Richard Heyduck provides incontrovertible evidence concerning the marginalization and neglect of doctrine, with careful documentation. He diagnoses the primary cause of this marginalization as the emergence of individualism and an individual-centred epistemology … I endorse Heyduck’s diagnosis of the mistaken reduction of corporate doctrine to individual-centered belief (xix).

I really must get to read this book…

“No Worldless God!” – The Ghost of Twentieth-Century Theology

Hegel stampI have been enjoying Roger Olson’s The Journey of Modern Theology for the last few weeks. It has taken many, many hours so far and I am still 130 pages from the end. One thing that has struck me is how prominent the thought and influence of Hegel has been throughout the twentieth-century. At several points Olson refers to one or another theologian who has been influenced by, or sought to exorcise, Hegel’s “ghost.”

I have been accustomed to thinking of modern theology as deriving more from Schleiermacher and Ritschl, either accepting and extending their thought and approach, or alternatively, reacting against it. Olson’s account of the “journey” which is modern theology, suggests that twentieth-century theology owes much more to Hegel than I had previously acknowledged. In his discussion of Hans Küng, for example, Olson notes Küng’s debt to Hegel with respect to the doctrine of God (581-582):

In spite of large areas of disagreement with Hegel, who had also taught at Tübingen, Küng is clearly dazzled by the German philosopher’s overall vision of the dialectical unity of God and the world. …

In Hegel, God and the world—or God and humanity—are not “rolled into one.” Nevertheless, they are united in intrinsic, reciprocal unity-in-differentiation, so that Hegel’s God “is rarely described as a living, active person in an I-Thou relationship, but rather as a creatively present universal life and Spirit” (Küng, Theology for the Third Millennium, 133). …    

At the same time, Küng found much to embrace in Hegel’s concept of God and God’s relationship to the world. In contrast to the all too static and otherworldly God of traditional theism, Hegel’s God is living, dynamic and capable of suffering, and it includes its antithesis in itself, rather than standing aloof from the world’s history.

The historicisation of the divine being, the divine immanence and divine pathos: these are all the outgrowth of Hegel’s thought. Schleiermacher’s feeling of absolute dependence is a religious a priori which accounts for the shift in theological method which occurred in the nineteenth century, but Schleiermacher’s God was still utterly transcendent. True, it is a transcendence coupled with immanence: God is the “infinite, all-determining, supra-personal power immanent in everything” (144), but Hegel’s account of God deepened divine immanence, tying God necessarily to the historical process. God became dependent on the world for the realisation of his own being. In the twentieth-century, Barth developed the idea of a history in God, admittedly in very different directions to Hegel. Tillich, process thought, Moltmann and Pannenberg all echo Hegel in some aspect of their work.

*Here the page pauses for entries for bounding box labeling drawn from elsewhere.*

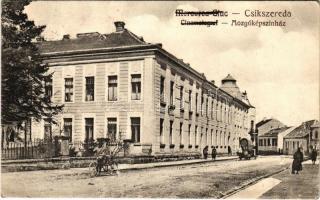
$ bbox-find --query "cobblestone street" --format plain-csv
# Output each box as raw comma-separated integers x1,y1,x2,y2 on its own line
1,156,291,198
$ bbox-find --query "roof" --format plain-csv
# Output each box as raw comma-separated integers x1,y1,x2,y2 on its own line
259,127,290,137
36,22,253,107
222,74,236,82
37,29,147,53
256,119,272,127
284,120,317,138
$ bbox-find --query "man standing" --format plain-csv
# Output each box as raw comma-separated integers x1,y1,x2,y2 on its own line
291,147,303,174
211,146,217,160
311,147,318,165
203,146,209,159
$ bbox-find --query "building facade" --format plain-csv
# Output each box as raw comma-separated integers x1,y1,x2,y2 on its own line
283,120,319,155
32,22,255,154
258,127,290,154
256,118,286,136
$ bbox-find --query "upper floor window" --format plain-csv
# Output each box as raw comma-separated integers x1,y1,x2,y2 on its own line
180,86,183,108
85,118,94,142
44,77,52,98
131,74,141,100
108,76,118,101
86,76,94,101
189,90,192,111
196,93,198,113
160,76,165,101
64,78,73,102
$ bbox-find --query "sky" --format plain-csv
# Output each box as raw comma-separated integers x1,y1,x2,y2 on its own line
25,1,320,126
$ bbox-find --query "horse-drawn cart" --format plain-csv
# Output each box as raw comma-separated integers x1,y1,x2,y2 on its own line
237,138,257,160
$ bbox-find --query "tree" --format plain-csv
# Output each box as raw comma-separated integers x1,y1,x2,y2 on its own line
1,0,63,139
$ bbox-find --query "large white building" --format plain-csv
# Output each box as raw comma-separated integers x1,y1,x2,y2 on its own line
32,22,255,154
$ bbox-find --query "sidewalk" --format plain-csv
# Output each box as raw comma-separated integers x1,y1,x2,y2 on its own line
229,160,320,199
1,156,238,173
118,156,238,171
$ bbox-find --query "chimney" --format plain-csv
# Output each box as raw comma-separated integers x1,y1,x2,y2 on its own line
62,34,70,40
114,21,126,32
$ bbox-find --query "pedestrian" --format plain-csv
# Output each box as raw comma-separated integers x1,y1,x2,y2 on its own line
228,146,232,156
311,147,318,165
211,146,217,160
291,147,303,174
203,146,209,159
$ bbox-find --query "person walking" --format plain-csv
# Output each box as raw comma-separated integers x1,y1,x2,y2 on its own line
311,148,318,165
228,146,232,156
211,146,217,160
203,146,209,159
291,147,303,174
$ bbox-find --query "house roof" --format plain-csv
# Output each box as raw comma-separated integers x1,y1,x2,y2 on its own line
259,127,290,137
222,74,236,82
284,120,317,138
37,29,148,53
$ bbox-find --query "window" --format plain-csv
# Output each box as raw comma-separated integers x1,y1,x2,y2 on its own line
131,117,140,143
44,77,52,98
205,128,208,145
196,93,198,113
211,99,214,119
170,81,174,105
64,78,73,102
194,126,198,145
160,76,165,102
179,122,183,144
180,86,183,109
272,138,277,146
86,76,94,101
169,121,173,144
107,118,117,141
189,90,192,111
108,76,118,101
131,74,141,100
63,118,72,142
160,119,164,144
85,118,93,142
200,92,204,116
44,119,52,140
188,124,191,145
206,98,209,117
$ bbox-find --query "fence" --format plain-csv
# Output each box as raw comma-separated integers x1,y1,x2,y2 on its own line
1,140,55,160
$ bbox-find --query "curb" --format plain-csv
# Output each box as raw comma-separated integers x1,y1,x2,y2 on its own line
119,157,239,172
219,166,290,199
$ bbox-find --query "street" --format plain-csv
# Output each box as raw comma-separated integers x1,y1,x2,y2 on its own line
1,156,291,198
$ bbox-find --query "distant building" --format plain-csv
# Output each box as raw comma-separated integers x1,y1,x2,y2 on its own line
256,118,286,136
283,120,319,155
28,22,255,154
258,127,290,154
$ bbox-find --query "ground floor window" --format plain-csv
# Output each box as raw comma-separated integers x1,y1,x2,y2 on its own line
85,118,94,142
131,117,141,143
107,118,117,141
44,119,52,140
63,118,72,142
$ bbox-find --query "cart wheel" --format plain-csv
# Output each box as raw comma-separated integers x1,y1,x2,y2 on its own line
89,161,98,177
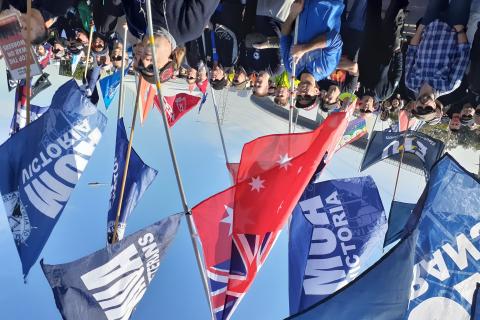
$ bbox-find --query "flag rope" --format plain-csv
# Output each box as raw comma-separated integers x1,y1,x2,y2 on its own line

Olson’s image of Hegel as a “ghost” is provocative, creative and stimulating—and probably quite true. It seems that we will be unable to understand twentieth-century theology without some understanding of Hegel.

Is that true of modern cultural sensibilities as a whole? Earlier this month our education minister, Christopher Pyne, walked away from the utilitarian views about postgraduate research he expressed while in opposition. Among his characterisations of “ridiculous” research projects was Hegelian philosophy. If Hegel’s ghost is as prominent in modern thought and culture as it has been in theology, there is nothing ridiculous in understanding him, even in cultural and secular contexts.